If you happen to be reading this early on Friday morning when this week’s “First Notes” probably hit your email inbox, then let me be one of the first to point out that it’s Friday, January 6. I think we can all agree that this particular date has received a lot of bad press over the last couple of years, but this morning I want to remind you that we should be recalling that this date in history marks Epiphany, the final day of the Christian holiday season, commonly associated with the 12th day after the birth of Jesus. One interpretation is that the 12 days is a symbolic representation of the amount of time it took the Wise Men to travel to Bethlehem to recognize Jesus as the son of God. Historically, Epiphanyhas been recognized in many cultures as a Christian day of feasting to celebrate the revelation of God incarnate as Jesus Christ.

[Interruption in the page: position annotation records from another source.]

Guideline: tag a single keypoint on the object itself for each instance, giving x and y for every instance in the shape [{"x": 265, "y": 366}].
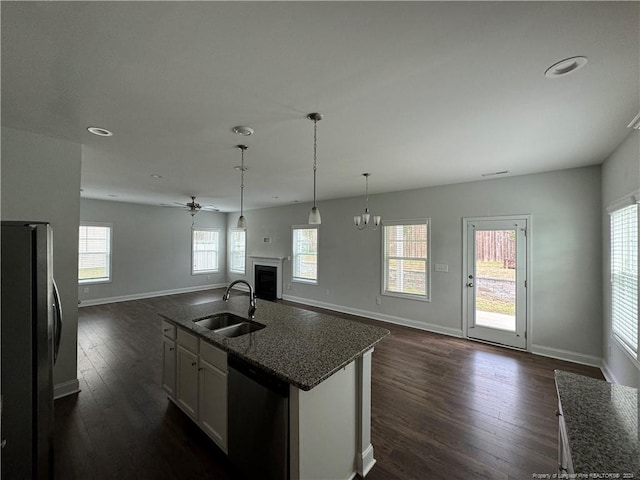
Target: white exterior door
[{"x": 496, "y": 280}]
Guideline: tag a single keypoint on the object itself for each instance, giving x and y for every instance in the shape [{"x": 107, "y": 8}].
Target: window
[
  {"x": 237, "y": 248},
  {"x": 305, "y": 254},
  {"x": 405, "y": 259},
  {"x": 624, "y": 277},
  {"x": 94, "y": 259},
  {"x": 204, "y": 250}
]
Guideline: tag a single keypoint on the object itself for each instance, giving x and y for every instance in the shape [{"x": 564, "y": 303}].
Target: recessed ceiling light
[
  {"x": 493, "y": 174},
  {"x": 565, "y": 67},
  {"x": 101, "y": 132},
  {"x": 241, "y": 130}
]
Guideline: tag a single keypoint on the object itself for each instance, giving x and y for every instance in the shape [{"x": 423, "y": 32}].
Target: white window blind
[
  {"x": 405, "y": 259},
  {"x": 305, "y": 254},
  {"x": 94, "y": 259},
  {"x": 624, "y": 276},
  {"x": 237, "y": 250},
  {"x": 204, "y": 250}
]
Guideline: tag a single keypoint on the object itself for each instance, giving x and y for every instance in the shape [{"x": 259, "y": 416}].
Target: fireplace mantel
[{"x": 269, "y": 261}]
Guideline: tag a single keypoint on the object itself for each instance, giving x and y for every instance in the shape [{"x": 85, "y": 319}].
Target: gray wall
[
  {"x": 151, "y": 250},
  {"x": 620, "y": 177},
  {"x": 41, "y": 181},
  {"x": 566, "y": 241}
]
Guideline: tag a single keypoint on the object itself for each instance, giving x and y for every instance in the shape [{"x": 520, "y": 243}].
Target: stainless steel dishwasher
[{"x": 258, "y": 431}]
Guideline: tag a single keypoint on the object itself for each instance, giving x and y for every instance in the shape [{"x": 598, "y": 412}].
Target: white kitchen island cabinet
[
  {"x": 212, "y": 389},
  {"x": 325, "y": 360}
]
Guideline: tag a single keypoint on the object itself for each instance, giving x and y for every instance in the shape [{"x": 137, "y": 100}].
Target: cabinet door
[
  {"x": 187, "y": 381},
  {"x": 213, "y": 403},
  {"x": 169, "y": 366}
]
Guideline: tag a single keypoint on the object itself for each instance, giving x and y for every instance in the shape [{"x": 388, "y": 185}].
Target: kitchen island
[
  {"x": 325, "y": 360},
  {"x": 598, "y": 428}
]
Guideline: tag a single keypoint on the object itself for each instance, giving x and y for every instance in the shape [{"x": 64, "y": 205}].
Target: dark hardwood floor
[{"x": 442, "y": 407}]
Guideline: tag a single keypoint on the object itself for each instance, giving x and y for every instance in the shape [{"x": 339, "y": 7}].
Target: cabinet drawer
[
  {"x": 168, "y": 330},
  {"x": 213, "y": 355},
  {"x": 187, "y": 340}
]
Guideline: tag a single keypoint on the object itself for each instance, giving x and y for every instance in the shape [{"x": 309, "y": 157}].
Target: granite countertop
[
  {"x": 602, "y": 425},
  {"x": 301, "y": 347}
]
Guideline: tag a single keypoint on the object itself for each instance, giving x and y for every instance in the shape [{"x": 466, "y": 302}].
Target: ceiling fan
[{"x": 193, "y": 207}]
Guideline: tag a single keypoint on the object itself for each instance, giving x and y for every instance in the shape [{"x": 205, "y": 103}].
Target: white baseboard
[
  {"x": 366, "y": 461},
  {"x": 608, "y": 374},
  {"x": 140, "y": 296},
  {"x": 66, "y": 388},
  {"x": 558, "y": 353},
  {"x": 378, "y": 316},
  {"x": 541, "y": 350}
]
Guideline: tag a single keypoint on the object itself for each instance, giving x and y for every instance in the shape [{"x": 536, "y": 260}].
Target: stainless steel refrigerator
[{"x": 30, "y": 336}]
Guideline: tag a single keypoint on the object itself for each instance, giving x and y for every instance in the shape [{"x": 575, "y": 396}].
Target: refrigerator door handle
[{"x": 57, "y": 326}]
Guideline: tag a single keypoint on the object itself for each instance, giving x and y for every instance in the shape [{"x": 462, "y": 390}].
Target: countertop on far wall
[
  {"x": 301, "y": 347},
  {"x": 601, "y": 420}
]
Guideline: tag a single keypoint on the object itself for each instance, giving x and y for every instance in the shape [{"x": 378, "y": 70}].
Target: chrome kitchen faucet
[{"x": 252, "y": 297}]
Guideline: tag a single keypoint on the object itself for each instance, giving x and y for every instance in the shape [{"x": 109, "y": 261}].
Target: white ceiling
[{"x": 417, "y": 93}]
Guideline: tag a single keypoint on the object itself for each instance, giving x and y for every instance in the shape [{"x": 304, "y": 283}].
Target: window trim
[
  {"x": 109, "y": 279},
  {"x": 383, "y": 277},
  {"x": 627, "y": 201},
  {"x": 305, "y": 281},
  {"x": 244, "y": 269},
  {"x": 209, "y": 229}
]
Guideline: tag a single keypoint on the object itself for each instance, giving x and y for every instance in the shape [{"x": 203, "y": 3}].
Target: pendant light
[
  {"x": 362, "y": 221},
  {"x": 314, "y": 215},
  {"x": 242, "y": 222}
]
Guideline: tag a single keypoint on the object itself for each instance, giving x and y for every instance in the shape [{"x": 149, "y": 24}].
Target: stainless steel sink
[
  {"x": 240, "y": 329},
  {"x": 220, "y": 320}
]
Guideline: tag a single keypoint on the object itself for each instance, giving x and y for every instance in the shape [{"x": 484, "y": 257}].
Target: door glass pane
[{"x": 495, "y": 282}]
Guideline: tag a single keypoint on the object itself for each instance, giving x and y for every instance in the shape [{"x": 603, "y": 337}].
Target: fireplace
[
  {"x": 266, "y": 282},
  {"x": 276, "y": 266}
]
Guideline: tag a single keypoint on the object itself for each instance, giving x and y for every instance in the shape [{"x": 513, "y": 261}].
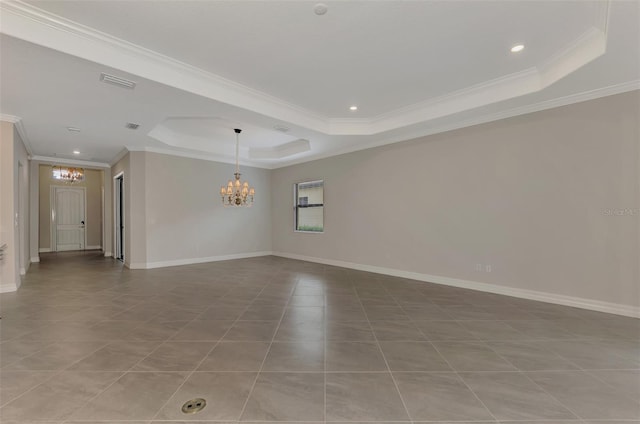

I’m sure that for many of you, by the end of the first week in January, you’re already back in your normal daily routines, school is back in session, the decorations have been put away, and you’re pretty close to finishing off the last of the Christmas cookies, and that’s OK, it really is!!

But for me, I find myself still in the midst of the transition, moving forward into the new year with faith and hope, but also with prayers and concerns for our world, our country, our church, and for those I love, while at the same time trying to savor the joyful moments from these most recent holidays and from the year 2022. My wife Kathy found a poem by Sheenagh Pugh that beautifully captured my mood during these holidays and this first week of January, 2023:

Sometimes

Sometimes things don’t go, after all,

from bad to worse. Some years, muscadel

faces down frost; green thrives; the crops don’t fail,

sometimes a man aims high, and all goes well.

A people sometimes will step back from war;

elect an honest man; decide they care enough,

that they can’t leave some stranger poor.

Some men become what they were born for.

Sometimes our best efforts do not go

amiss; sometimes we do as we meant to.

The sun will sometimes melt a field of sorrow

that seemed hard frozen; may it happen for you.